Microsoft also announced a new version of DeepSpeed, an open source deep learning library for PyTorch that the company said enables training of models 15x larger and 10x faster. And the company added support for distributed training to the ONNX Runtime, an open source library designed to make models portable across hardware and operating systems. To date, ONNX Runtime was focused on high-performance inferencing.
The combination of these tools, frameworks and computing infrastructure are intended to enable “self-supervised” learning, which Microsoft said are AI models that can be trained using large amounts of unlabeled, unstructured data by absorbing large volumes of pages of publicly available documents on the Internet and predicting missing words and sentences. Removing the task of meticulously labeling data (such as labeling pictures of cats) would immeasurably improve the lives of data scientists and their teams of workers.

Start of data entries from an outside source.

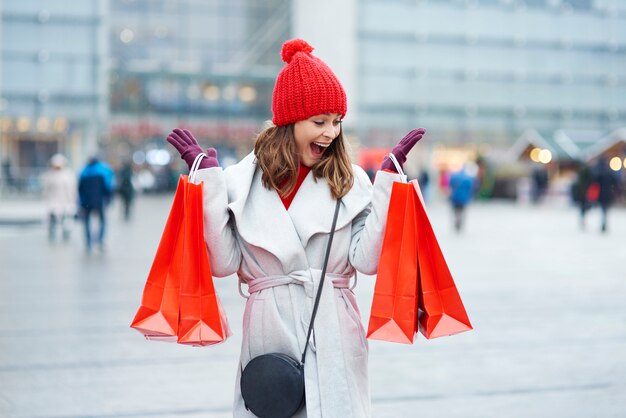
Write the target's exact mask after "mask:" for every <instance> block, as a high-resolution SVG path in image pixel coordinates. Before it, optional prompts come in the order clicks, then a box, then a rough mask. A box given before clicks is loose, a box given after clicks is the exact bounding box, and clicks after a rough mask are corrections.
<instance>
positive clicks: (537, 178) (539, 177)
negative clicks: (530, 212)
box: [531, 166, 548, 204]
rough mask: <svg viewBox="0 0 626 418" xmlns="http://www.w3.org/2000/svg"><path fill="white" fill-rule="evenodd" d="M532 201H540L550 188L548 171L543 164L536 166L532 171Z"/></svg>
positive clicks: (536, 203)
mask: <svg viewBox="0 0 626 418" xmlns="http://www.w3.org/2000/svg"><path fill="white" fill-rule="evenodd" d="M531 185H532V189H531V199H532V202H533V203H535V204H537V203H539V202H540V201H541V200H542V199H543V197H544V196H545V194H546V191H547V190H548V171H547V170H546V169H545V167H543V166H536V167H535V168H534V169H533V173H532V183H531Z"/></svg>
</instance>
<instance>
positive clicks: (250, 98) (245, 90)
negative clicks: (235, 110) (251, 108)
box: [239, 86, 256, 103]
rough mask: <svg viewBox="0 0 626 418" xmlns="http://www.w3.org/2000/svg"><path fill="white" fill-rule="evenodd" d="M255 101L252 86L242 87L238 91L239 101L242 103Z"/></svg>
mask: <svg viewBox="0 0 626 418" xmlns="http://www.w3.org/2000/svg"><path fill="white" fill-rule="evenodd" d="M255 99H256V89H255V88H254V87H252V86H242V87H241V88H240V89H239V100H241V101H242V102H244V103H250V102H253V101H254V100H255Z"/></svg>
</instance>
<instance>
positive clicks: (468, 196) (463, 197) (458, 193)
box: [448, 166, 474, 232]
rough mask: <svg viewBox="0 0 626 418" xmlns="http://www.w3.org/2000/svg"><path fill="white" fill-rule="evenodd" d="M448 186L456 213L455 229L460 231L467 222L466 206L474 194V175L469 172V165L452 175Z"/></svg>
mask: <svg viewBox="0 0 626 418" xmlns="http://www.w3.org/2000/svg"><path fill="white" fill-rule="evenodd" d="M448 187H449V190H450V196H449V199H450V204H451V205H452V210H453V214H454V229H455V231H457V232H460V231H461V230H462V229H463V226H464V224H465V208H466V207H467V205H468V204H469V203H470V201H471V200H472V198H473V196H474V177H473V176H471V175H470V174H469V173H468V169H467V166H463V168H461V169H460V170H459V171H456V172H454V173H452V174H451V175H450V179H449V182H448Z"/></svg>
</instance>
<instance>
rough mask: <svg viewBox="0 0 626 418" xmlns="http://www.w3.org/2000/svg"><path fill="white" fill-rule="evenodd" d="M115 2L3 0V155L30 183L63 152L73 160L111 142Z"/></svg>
mask: <svg viewBox="0 0 626 418" xmlns="http://www.w3.org/2000/svg"><path fill="white" fill-rule="evenodd" d="M107 11H108V2H106V1H104V0H84V1H79V2H74V1H69V0H30V1H19V0H8V1H3V2H0V14H1V19H0V48H1V56H0V159H1V160H2V164H3V177H7V176H15V177H16V178H17V179H22V180H24V181H25V182H28V179H30V178H36V176H37V175H38V174H39V172H40V171H41V170H42V169H44V168H45V167H46V165H47V162H48V159H49V158H50V156H51V155H52V154H54V153H56V152H62V153H64V154H66V155H67V156H68V157H70V160H71V161H72V162H73V164H74V165H77V164H80V163H82V161H83V159H84V158H85V157H86V155H87V154H88V153H90V152H94V151H96V150H97V149H98V147H99V145H100V144H101V142H103V141H105V138H104V133H105V130H106V120H107V114H108V89H107V86H108V83H107V79H108V74H107V71H106V69H107V60H108V38H107V36H106V35H107V30H106V26H107V23H108V22H107V20H106V17H107Z"/></svg>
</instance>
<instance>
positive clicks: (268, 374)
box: [240, 199, 341, 418]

“In something like a giant game of Mad Libs, words or sentences are removed, and the model has to predict the missing pieces based on the words around it,” Microsoft said. “As the model does this billions of times, it gets very good at perceiving how words relate to each other. This results in a rich understanding of grammar, concepts, contextual relationships and other building blocks of language. It also allows the same model to transfer lessons learned across many different language tasks, from document understanding to answering questions to creating conversational bots.”
Also at the Build conference, Microsoft previewed Project Bonsai, Microsoft's machine teaching service for autonomous industrial control systems. The company said the project is intended to enable subject matter experts without AI backgrounds to develop physical systems and processes via “machine teaching,” which enables machines “to incorporate knowledge from experts rather than extracting knowledge from data alone.”
“Through machine teaching, developers and engineers can specify desired outcomes or behaviors, concepts to be taught, and safety criteria that must be met,” the company said. “The machine teaching approach enables users to have a clear understanding of how the AI agents work and debug when they don't.”
Tiffany Trader contributed to this report.